During a chat with David and Diane recently, we burst out laughing at an email we probably shouldn’t have laughed at.

The reason?

RAS syndrome

Redundant Acronym Syndrome syndrome, as it’s known with tongue firmly in cheek, is essentially a Redundant Acronym Phrase, that is, “a phrase containing an acronym plus a word or phrase such that, when the acronym is expanded, the phrase would contain a redundancy”.

For example: ATM machine.

ATM is the acronym for ‘automated teller machine’.

Therefore, ATM machine really means ‘automated teller machine machine’.

Because we had nothing better to do, we researched a whole bunch of them, and here they all are:

Numbers

  • IBAN Number – International Bank Account Number Number
  • ISBN Number – International Standard Book Number Number
  • PIN Number – Personal Identification Number Number
  • VIN Number – Vehicle Identification Number Number

Sports

  • NFL Football – National Football League Football
  • NHL Hockey – National Hockey League Hockey
  • MLB Baseball – Major League Baseball Baseball
  • MLS Soccer – Major League Soccer Soccer
  • MLL Lacrosse – Major League Lacrosse Lacrosse.
  • EPL League – English Premier League League

Technology

  • LCD Display – Liquid Crystal Display Display
  • UPC Code – Universal Product Code Code
  • PDF Format – Portable Document Format Format
  • TCP/IP protocol – Transmission Control Protocol/Internet Protocol Protocol
  • HTML – Hypertext Markup Language Language

Miscellaneous

  • VIP Person – Very Important Person Person
  • HIV virus – Human Immunodeficiency Virus Virus
  • OPEC Countries – Organization of the Petroleum Exporting Countries Countries
  • DC Comics – Detective Comics Comics

A Special Mention

  • Please RSVP – Please Répondez s’il vous plaît

So who first wasted their time researching RAS syndrome?

The term RAS syndrome first appeared in the magazine New Scientist of May 26, 2001.

Such redundancies, says Bryan Garner in his Modern American Usage of 2009, “may be passable in speech—especially with unfamiliar acronyms—[but] they should be avoided in formal writing”.

Seriously though, why bother?

Redundant acronym syndrome isn’t the planet’s most serious problem, not by a country mile.

In fact, there is even a case to be made that saying something like “PIN number” instead of just “PIN” may be a helpful error in that adding the word “number” helped the listener or reader understand exactly what you were talking about.

But, people do notice when we insert redundant words, and for these people, redundancies are faults in otherwise faultless texts.

Oxford Dictionaries noted in its guidance on avoiding redundant expressions that repetition can “give the impression that you don’t really understand the meaning of the words you’re using.”

Prevent Redundant Acronyms From Making You Look Stupid

Thankfully, this part is quite easy.

Always know what an acronym stands for before using it.

Acronyms are common, so they are easy to use without knowing their meaning.

To combat that, only ever use an acronym if you understand what words it represents and can therefore avoid the pitfalls of its misuse.

When writing an acronym, think of the unabbreviated words within, and if the sentence makes sense with the unabbreviated words, as well as the acronym, it is RAS-free.
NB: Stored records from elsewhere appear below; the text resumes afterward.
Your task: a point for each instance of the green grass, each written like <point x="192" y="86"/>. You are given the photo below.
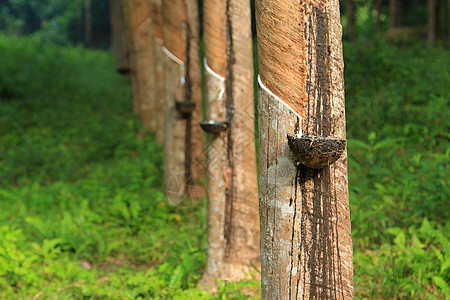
<point x="81" y="205"/>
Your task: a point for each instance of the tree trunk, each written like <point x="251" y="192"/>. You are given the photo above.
<point x="306" y="247"/>
<point x="184" y="161"/>
<point x="132" y="56"/>
<point x="141" y="58"/>
<point x="432" y="22"/>
<point x="158" y="44"/>
<point x="351" y="14"/>
<point x="119" y="38"/>
<point x="394" y="6"/>
<point x="233" y="224"/>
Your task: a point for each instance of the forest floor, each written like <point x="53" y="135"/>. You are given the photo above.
<point x="82" y="209"/>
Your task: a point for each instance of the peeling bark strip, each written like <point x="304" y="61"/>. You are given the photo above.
<point x="183" y="143"/>
<point x="119" y="37"/>
<point x="142" y="60"/>
<point x="306" y="248"/>
<point x="233" y="223"/>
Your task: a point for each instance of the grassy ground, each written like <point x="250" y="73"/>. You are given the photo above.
<point x="82" y="212"/>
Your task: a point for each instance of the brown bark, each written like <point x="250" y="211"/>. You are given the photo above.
<point x="158" y="44"/>
<point x="132" y="56"/>
<point x="394" y="7"/>
<point x="351" y="14"/>
<point x="233" y="223"/>
<point x="119" y="38"/>
<point x="306" y="247"/>
<point x="183" y="144"/>
<point x="142" y="61"/>
<point x="432" y="22"/>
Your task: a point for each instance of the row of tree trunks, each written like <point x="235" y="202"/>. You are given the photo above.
<point x="119" y="37"/>
<point x="233" y="221"/>
<point x="306" y="245"/>
<point x="184" y="161"/>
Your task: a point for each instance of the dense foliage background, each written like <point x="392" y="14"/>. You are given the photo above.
<point x="82" y="210"/>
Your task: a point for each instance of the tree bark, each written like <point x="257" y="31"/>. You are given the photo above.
<point x="119" y="38"/>
<point x="394" y="6"/>
<point x="132" y="56"/>
<point x="184" y="161"/>
<point x="432" y="22"/>
<point x="142" y="61"/>
<point x="306" y="247"/>
<point x="233" y="223"/>
<point x="351" y="14"/>
<point x="158" y="44"/>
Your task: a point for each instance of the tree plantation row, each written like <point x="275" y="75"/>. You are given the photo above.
<point x="297" y="231"/>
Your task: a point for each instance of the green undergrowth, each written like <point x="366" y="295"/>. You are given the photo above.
<point x="399" y="148"/>
<point x="82" y="210"/>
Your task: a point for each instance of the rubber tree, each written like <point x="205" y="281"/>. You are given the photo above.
<point x="233" y="221"/>
<point x="158" y="54"/>
<point x="119" y="37"/>
<point x="351" y="15"/>
<point x="306" y="246"/>
<point x="140" y="38"/>
<point x="184" y="160"/>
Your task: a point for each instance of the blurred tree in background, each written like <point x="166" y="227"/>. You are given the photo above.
<point x="58" y="21"/>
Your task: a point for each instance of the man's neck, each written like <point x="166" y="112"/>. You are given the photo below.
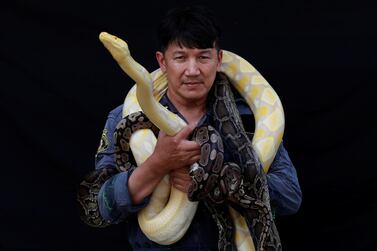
<point x="192" y="110"/>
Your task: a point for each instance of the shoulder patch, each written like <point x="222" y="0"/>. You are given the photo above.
<point x="104" y="143"/>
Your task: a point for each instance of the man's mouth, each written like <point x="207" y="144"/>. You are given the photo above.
<point x="192" y="83"/>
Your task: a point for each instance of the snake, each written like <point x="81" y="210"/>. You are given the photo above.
<point x="242" y="183"/>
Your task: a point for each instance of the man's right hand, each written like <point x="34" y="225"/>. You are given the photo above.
<point x="173" y="152"/>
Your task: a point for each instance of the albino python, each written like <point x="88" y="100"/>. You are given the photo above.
<point x="167" y="217"/>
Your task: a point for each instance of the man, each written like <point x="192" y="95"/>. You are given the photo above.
<point x="189" y="53"/>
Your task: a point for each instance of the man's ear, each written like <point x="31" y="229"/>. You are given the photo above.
<point x="220" y="59"/>
<point x="161" y="60"/>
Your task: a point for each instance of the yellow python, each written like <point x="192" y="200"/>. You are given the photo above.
<point x="169" y="213"/>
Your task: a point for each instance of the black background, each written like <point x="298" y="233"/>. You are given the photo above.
<point x="58" y="84"/>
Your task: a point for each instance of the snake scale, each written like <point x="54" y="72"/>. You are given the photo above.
<point x="241" y="183"/>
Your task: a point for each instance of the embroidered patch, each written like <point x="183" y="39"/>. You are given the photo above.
<point x="104" y="143"/>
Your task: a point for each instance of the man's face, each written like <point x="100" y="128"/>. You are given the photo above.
<point x="190" y="72"/>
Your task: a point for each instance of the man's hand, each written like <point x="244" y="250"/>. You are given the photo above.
<point x="181" y="179"/>
<point x="175" y="152"/>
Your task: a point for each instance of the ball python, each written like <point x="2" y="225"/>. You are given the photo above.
<point x="261" y="98"/>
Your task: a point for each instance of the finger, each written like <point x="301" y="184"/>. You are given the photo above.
<point x="185" y="132"/>
<point x="190" y="146"/>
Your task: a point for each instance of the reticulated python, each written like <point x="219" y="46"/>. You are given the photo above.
<point x="251" y="191"/>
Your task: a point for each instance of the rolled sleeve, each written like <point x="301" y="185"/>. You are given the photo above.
<point x="284" y="188"/>
<point x="114" y="200"/>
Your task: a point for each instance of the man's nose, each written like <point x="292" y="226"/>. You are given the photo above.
<point x="192" y="68"/>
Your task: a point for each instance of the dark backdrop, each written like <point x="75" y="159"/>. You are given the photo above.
<point x="58" y="84"/>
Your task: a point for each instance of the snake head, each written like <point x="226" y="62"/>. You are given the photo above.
<point x="116" y="46"/>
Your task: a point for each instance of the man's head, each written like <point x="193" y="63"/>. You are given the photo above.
<point x="189" y="26"/>
<point x="189" y="53"/>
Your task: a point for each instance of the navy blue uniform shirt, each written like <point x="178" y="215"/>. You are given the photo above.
<point x="116" y="206"/>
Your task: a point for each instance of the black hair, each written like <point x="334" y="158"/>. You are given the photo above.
<point x="189" y="26"/>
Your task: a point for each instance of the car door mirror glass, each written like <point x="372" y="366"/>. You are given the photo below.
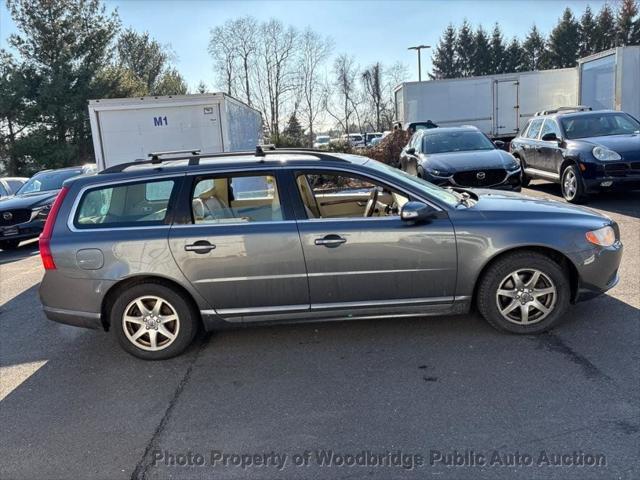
<point x="415" y="212"/>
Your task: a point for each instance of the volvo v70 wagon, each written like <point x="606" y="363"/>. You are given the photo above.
<point x="154" y="251"/>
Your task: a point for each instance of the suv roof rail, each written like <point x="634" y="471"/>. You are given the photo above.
<point x="260" y="153"/>
<point x="577" y="108"/>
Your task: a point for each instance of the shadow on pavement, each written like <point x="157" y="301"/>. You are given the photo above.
<point x="26" y="249"/>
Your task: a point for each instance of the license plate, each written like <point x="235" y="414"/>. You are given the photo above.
<point x="7" y="232"/>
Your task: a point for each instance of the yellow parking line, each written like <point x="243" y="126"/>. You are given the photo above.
<point x="13" y="376"/>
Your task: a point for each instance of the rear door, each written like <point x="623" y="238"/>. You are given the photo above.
<point x="239" y="246"/>
<point x="382" y="261"/>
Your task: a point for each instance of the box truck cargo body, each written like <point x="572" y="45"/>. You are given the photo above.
<point x="499" y="105"/>
<point x="131" y="128"/>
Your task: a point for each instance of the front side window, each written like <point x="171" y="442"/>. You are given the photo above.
<point x="131" y="204"/>
<point x="238" y="199"/>
<point x="534" y="128"/>
<point x="342" y="195"/>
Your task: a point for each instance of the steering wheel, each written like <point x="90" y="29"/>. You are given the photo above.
<point x="372" y="202"/>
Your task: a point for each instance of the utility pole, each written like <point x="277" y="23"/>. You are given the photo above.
<point x="418" y="48"/>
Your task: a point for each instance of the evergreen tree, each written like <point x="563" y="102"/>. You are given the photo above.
<point x="497" y="51"/>
<point x="605" y="34"/>
<point x="626" y="22"/>
<point x="465" y="50"/>
<point x="588" y="28"/>
<point x="482" y="53"/>
<point x="564" y="42"/>
<point x="513" y="57"/>
<point x="533" y="51"/>
<point x="444" y="60"/>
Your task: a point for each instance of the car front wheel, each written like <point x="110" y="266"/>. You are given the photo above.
<point x="153" y="322"/>
<point x="524" y="292"/>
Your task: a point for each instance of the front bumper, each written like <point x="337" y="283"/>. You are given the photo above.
<point x="597" y="270"/>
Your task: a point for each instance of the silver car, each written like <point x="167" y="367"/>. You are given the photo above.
<point x="155" y="251"/>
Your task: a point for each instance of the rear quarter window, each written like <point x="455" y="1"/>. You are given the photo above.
<point x="131" y="204"/>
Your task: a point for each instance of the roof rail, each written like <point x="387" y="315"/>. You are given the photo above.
<point x="260" y="153"/>
<point x="577" y="108"/>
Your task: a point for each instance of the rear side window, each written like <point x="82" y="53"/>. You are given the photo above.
<point x="534" y="128"/>
<point x="131" y="204"/>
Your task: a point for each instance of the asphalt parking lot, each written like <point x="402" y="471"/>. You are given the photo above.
<point x="445" y="390"/>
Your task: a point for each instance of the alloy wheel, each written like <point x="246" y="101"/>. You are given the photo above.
<point x="150" y="323"/>
<point x="526" y="296"/>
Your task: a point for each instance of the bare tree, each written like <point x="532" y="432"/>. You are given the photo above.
<point x="246" y="45"/>
<point x="314" y="51"/>
<point x="344" y="69"/>
<point x="372" y="83"/>
<point x="222" y="47"/>
<point x="274" y="76"/>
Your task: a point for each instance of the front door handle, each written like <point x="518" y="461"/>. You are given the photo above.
<point x="201" y="246"/>
<point x="330" y="241"/>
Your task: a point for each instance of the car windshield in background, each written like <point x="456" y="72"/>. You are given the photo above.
<point x="583" y="126"/>
<point x="444" y="142"/>
<point x="430" y="189"/>
<point x="47" y="181"/>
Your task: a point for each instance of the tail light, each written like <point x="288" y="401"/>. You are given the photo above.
<point x="45" y="237"/>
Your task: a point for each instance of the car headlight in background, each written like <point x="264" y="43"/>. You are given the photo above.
<point x="604" y="237"/>
<point x="605" y="154"/>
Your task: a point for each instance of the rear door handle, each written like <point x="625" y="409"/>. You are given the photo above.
<point x="330" y="241"/>
<point x="201" y="246"/>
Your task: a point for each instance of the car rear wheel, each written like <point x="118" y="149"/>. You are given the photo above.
<point x="153" y="322"/>
<point x="9" y="244"/>
<point x="571" y="185"/>
<point x="524" y="292"/>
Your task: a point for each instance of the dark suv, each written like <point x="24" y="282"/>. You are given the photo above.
<point x="583" y="151"/>
<point x="155" y="251"/>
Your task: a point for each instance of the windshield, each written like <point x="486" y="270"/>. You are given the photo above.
<point x="599" y="125"/>
<point x="444" y="142"/>
<point x="46" y="181"/>
<point x="428" y="188"/>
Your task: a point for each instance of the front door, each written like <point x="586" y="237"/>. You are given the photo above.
<point x="241" y="250"/>
<point x="360" y="253"/>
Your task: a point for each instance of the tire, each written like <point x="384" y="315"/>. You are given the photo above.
<point x="495" y="307"/>
<point x="9" y="244"/>
<point x="571" y="185"/>
<point x="134" y="336"/>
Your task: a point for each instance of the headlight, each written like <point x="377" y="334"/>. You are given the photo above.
<point x="604" y="237"/>
<point x="605" y="154"/>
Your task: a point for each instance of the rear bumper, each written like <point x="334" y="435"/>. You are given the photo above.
<point x="74" y="317"/>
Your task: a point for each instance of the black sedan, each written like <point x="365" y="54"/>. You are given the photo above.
<point x="462" y="157"/>
<point x="22" y="216"/>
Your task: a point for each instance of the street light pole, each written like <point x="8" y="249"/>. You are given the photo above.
<point x="418" y="48"/>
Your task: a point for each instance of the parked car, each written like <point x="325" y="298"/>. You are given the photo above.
<point x="322" y="142"/>
<point x="585" y="152"/>
<point x="22" y="216"/>
<point x="10" y="185"/>
<point x="154" y="252"/>
<point x="460" y="156"/>
<point x="354" y="139"/>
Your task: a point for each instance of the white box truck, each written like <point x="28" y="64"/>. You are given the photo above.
<point x="127" y="129"/>
<point x="499" y="105"/>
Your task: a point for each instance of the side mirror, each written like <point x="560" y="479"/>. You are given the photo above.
<point x="416" y="212"/>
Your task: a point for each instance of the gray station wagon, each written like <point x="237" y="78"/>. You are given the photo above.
<point x="156" y="250"/>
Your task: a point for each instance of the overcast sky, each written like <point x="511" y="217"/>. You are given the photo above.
<point x="369" y="30"/>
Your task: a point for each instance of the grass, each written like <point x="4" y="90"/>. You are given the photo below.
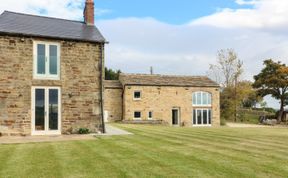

If the sentence has a redundancy, it’s suffering from RAS Syndrome and needs rewriting.

Lastly, as writers, we believe that we, and the text, benefits if we eliminate unnecessary words. Doing that makes room for other information and when you’re squeezing all you can into a tight space, every single word counts.

Writing with precision is an important tool in our arsenal, and redundancies like redundant acronyms show a sloppy effort by the writer.